10-year-old refugee, once homeless, becomes national chess master

Tanitoluwa Adewumi

A 10-year-old boy won the title of National Chess Master on May 1. Tanitoluwa “Tani” Adewumi’s win makes him the the 28th youngest person in the country to achieve that high ranking, per the U.S Chess Federation.

Tani’s remarkable abilities as a chess player helped him and his family, refugees from Nigeria, move out of a New York City homeless shelter, according to the New York Times.

Of his latest accomplishment, the 10-year-old told NPR, “I was very happy that I won and that I got the title. I really love that I finally got it.”

Tanitoluwa Adewumi

Tani revealed he practices chess “every day” after school for 10 or 11 hours, his next goal is becoming the world’s youngest grandmaster, he shared with NPR. The Nigerian refugee will turn 11 this summer, meaning he has just under two years to take the title from Sergey Karjakin, the New York Times reported.

Tani became recognized in 2019 after he won the New York state chess championship for his age group, earning himself a profile in the New York Times. The accomplishment came just a year after he learned how to play chess at school while living in a homeless shelter. His family couldn’t afford to pay his school’s chess program membership at one point, but his chess teacher waived the fees, USA Today reported at the time. Other individuals also stepped in to support Tani’s talents.

His father set up a GoFundMe page that raised $254,448 and enabled their family to get housing and other necessities. “Tani’s life was changed in 24 hours. Generous donors and supporters came together outside of GoFundMe and provided us with the housing, legal, and educational resources we needed,” an update to the page in April 2019 said.
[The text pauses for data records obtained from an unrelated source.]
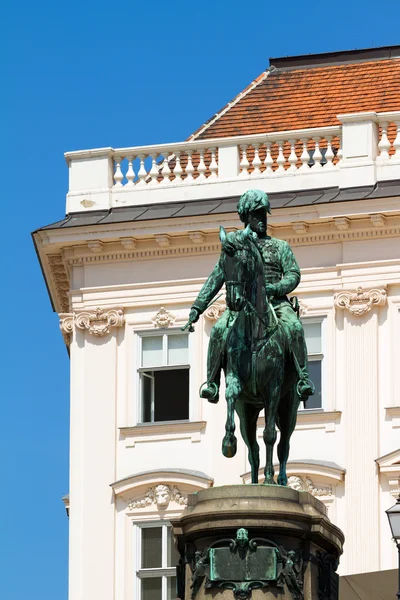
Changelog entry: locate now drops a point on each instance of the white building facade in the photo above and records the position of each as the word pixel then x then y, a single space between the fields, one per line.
pixel 123 269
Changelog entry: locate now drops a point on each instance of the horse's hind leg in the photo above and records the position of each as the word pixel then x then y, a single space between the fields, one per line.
pixel 233 389
pixel 269 435
pixel 248 415
pixel 287 413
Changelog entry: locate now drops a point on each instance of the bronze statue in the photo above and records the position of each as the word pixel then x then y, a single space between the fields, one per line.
pixel 259 340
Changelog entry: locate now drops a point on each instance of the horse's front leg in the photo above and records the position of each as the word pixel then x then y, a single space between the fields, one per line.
pixel 269 434
pixel 233 389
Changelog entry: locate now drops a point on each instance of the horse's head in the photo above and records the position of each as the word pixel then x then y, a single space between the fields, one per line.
pixel 240 261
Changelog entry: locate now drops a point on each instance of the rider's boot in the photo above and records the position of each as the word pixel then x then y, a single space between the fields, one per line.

The now-10-year-old went on to write a book titled My Name Is Tani … And I Believe In Miracles. The book was later green-lit for a Paramount film adaption with Trevor Noah as a producer, Deadline reported in November 2019.

One thought on “10-year-old refugee, once homeless, becomes national chess master

  1. Chess is a fascinating game. I remember reading about Natan Shiransky, a Soviet Dissident, who beat this man, having spent years in the Gulag playing games in his head, but against other prisoners when the opportunity availed. Each person has different skill sets, and while I enjoyed playing, I don’t think I ever played higher than 1,600 level, more often around 1,400. Concentration, focus, determination, ability to envision strategies, seeing the opponents’ purposes, and more are all a part. It’s certainly something good for the youth, enjoyable to enthusiasts.